Çocuk Gelişiminde Sorumluluk Alma ve Cesaretlendirme
Sevgi ve güvenle inşa edilen ilişkiler, psikolojik dayanıklılık için sağlam bir zemin yaratsa dahi, yeterliliğine güvenmeyen çocuklar tam anlamıyla dayanıklı olamazlar. Çocuğun kendini yeterli bir birey olarak görebilmesi için kararlarına güvenmesi ve seçimlerinin sorumluluklarını alabilmesi gerekir. Çocukluk demek aynı zamanda gelişmek, hata yapmak ve hatalardan ders çıkarmak demektir. Ne yazık ki; anne ve babaların, çocuklarının tüm problemlerinin sorumluluklarını üstlenmeleri ve sorunlarını çocukları yerine çözmeleri, çocukları hayata daha iyi hazırlamaz. Aksine, çocukluğundan itibaren ılımlı düzeyde zorluklarla karşılaşıp sorunlarıyla başa çıkmayı öğrenememiş olan çocuk, çok daha kırılgan ve hassas bir kişilik yapısına sahip olur. Ebeveynin temel amacı, çocuk büyüdükçe onun gelişim seviyesine uygun zorluklarla başa çıkabilmesi için onu desteklemek ve cesaretlendirmek olmalıdır.
Çocuk ancak zorlayıcı deneyimlerle başa çıktığını görebildikçe yeterli olduğu düşüncesini geliştirebilir.
Ebeveyn-Çocuk İlişkisinde Açık İletişim ve Güvenin Önemi
Ebeveyn ve çocuk arasındaki ilişkinin en iyi gelişme biçimi dinleme, anlama ve ifade etme üçgeninden geçer. Çocuğun, ebeveyni tarafından içten ve tüm dikkatiyle dinlenmesi iletişimin hem kalitesini hem sıklığını değiştirirken bir yandan da güven duygusunu besler. Ebeveyn, çocuğuna tam anlamıyla yöneldiğinde, kendi kaygı, korku ve kontrol ihtiyacı yerine çocuğunun yüreğindekilerle ve duygularıyla uyumlanma şansı yakalar. Bu o kadar büyük bir nimet ki… Bir ebeveyn, çocuğuna ne kadar güvenebilirse onun geleceği hakkında da o kadar az kaygı duyacaktır. Açık bir kalple kurulan iletişim, içerisinde yaratıcılık ve keyif bulunduran anlar, çocukla sağlam bir ilişki kurmaya büyük katkı sağlar. Nitekim çocuklar, hayatın yalnızca iş, kaygı ve stresten ibaret olmadığını öğrenirken, yalnızca oyun ve eğlence anlarından ibaret olmadığı düşüncesini de benimser. Psikolojik sağlamlığa giden yolda, ebeveynin, çocuğuyla kurduğu açık iletişim ve güvene dayalı ilişki mühim bir rol oynar.

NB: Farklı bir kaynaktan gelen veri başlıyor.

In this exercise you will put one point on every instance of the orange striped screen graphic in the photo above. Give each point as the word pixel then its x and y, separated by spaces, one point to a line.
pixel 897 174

Beklentilerle Yetişen (Proje) Çocuklar
Kendi hayallerimizi, çocuklarımız üzerinden gerçekleştirmemeye dikkat etmemiz çok mühim. Çocuklarımızın sahibiymişiz gibi davrandığımızda ve onlar bizim beklentilerimizi karşılayamadığında, büyük bir hayal kırıklığı ve öfke yaşarız. Proje çocukların ebeveynleri ise; çocukları üzerinde talepleri olma hakkına sahip olduklarını düşünürler. Bu ebeveynlerden pek çoğuna, niçin bu beklentiye sahip olduklarını sorduğumuzda, çocukları için “en iyi” olanın ne olduğunu bildiklerinden bahsedeceklerdir. Oysa ne büyük bir yanılgı. Ebeveynler, odaklarını kendilerine çevirip “en iyi” kavramının, kimin için en iyi olduğuna derinlemesine bakmalılar.

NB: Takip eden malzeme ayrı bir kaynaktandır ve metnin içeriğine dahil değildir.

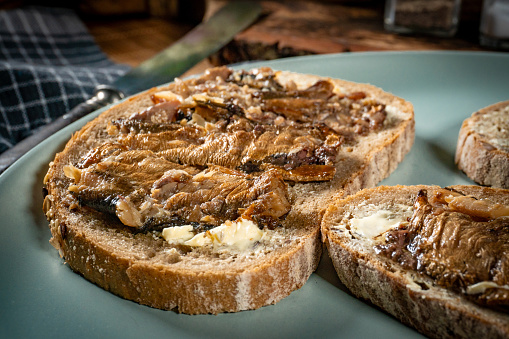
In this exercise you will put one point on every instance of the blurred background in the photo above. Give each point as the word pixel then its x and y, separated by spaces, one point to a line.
pixel 131 31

Çoğu zaman, çocuklarımızdan beklentilerimizin arkasında, geçmişimizden taşıdığımız, kendimize dönük ağır eleştirilerimiz vardır. Ne yazık ki; ebeveynlerin beklentileri çocuklara yüklendiğinde, çocuklar, potansiyellerini kullanamaz hale gelirler. Çünkü ortada, mütemadiyen değerlendirilen bir sonuç vardır ve bu doğrudan sonuç odaklı yaklaşım, çocukların kendi gelişim süreçlerinin önüne adeta bir set çeker.

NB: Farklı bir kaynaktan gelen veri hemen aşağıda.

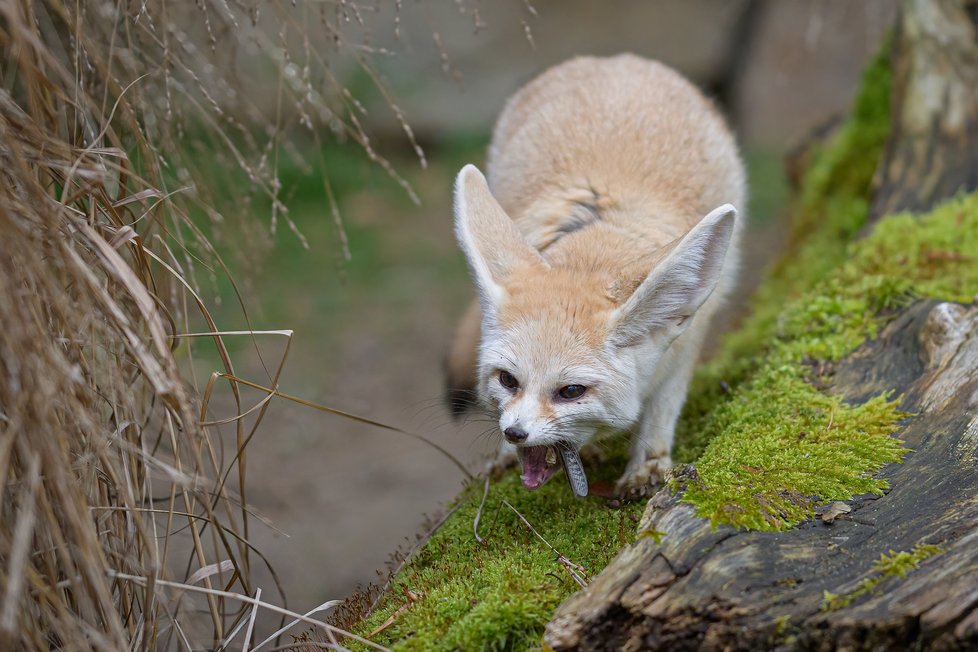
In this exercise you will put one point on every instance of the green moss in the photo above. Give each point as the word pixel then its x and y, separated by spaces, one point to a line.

Çocukların Yaratıcılıklarını Desteklemek: Sorumluluk ve Risk Alma
Çocuklar, yaptıkları işte sonuç odaklı bir yaklaşım benimsemediklerinde, yaratıcılıklarını tam anlamıyla geliştirip hayatlarına dair riskler alabilirler. Dolayısıyla kendi davranışlarının sorumluluğunu tam anlamıyla alabilirler. Aksi durumda, yaşamını ebeveynin beklentilerini karşılamaya adamış bir çocuk, hayattan tatmin olamayacağı gibi yaşadığı hayatın da tam anlamıyla sorumluluğunu alamaz. Çünkü hayatını, kendi yaratma fırsatı olmamıştır. Yaşadığı hayat ona bir anlamda dayatılmıştır. Gelecekte edineceği sonuçlara odaklı yaşamayan çocuklar, yaşadıkları anda gelişmenin tadına varabilirler. Ebeveynin bu noktada yapması gereken ise çocuğa yoğun bir baskı ve kaygı yüklemeden, onun gösterdiği çabaya kıymet vererek onu desteklemektir.
Çocuğa verilmesi gereken mesaj, onun tercihlerinin ve çabasının kıymetli olduğudur. Ebeveyn, çocuğa bu mesajı verdiğinde, çocuk rahat bir nefes alır çünkü ortaya çıkaracağı sonucun değerlendirilmeyeceğini bilir. Esas kıymetli olan, çocuğun merakı ve çabasıdır. Beklentilerimiz bir anlamda korkularımızın ve geçmişte karşılanmamış duygusal ihtiyaçlarımızın kılık değiştirmiş halidir. Yalnızca bunun farkına varmak dahi çocuklarımıza yüklediğimiz kimi beklentilerin iç dünyamızın bir yansımasından ibaret olduğunu anlamamıza ve daha mutlu çocuklar yetiştirmemize yardımcı olacaktır. Çocuklarımızı, bizim istediklerimize değil, kendi yapmak istedikleri iş ve uğraşlara cesaretlendirmeliyiz. Hiçbir çocuk, ebeveyninin bir klonu olmadığı gibi her bir çocuk tek ve biriciktir.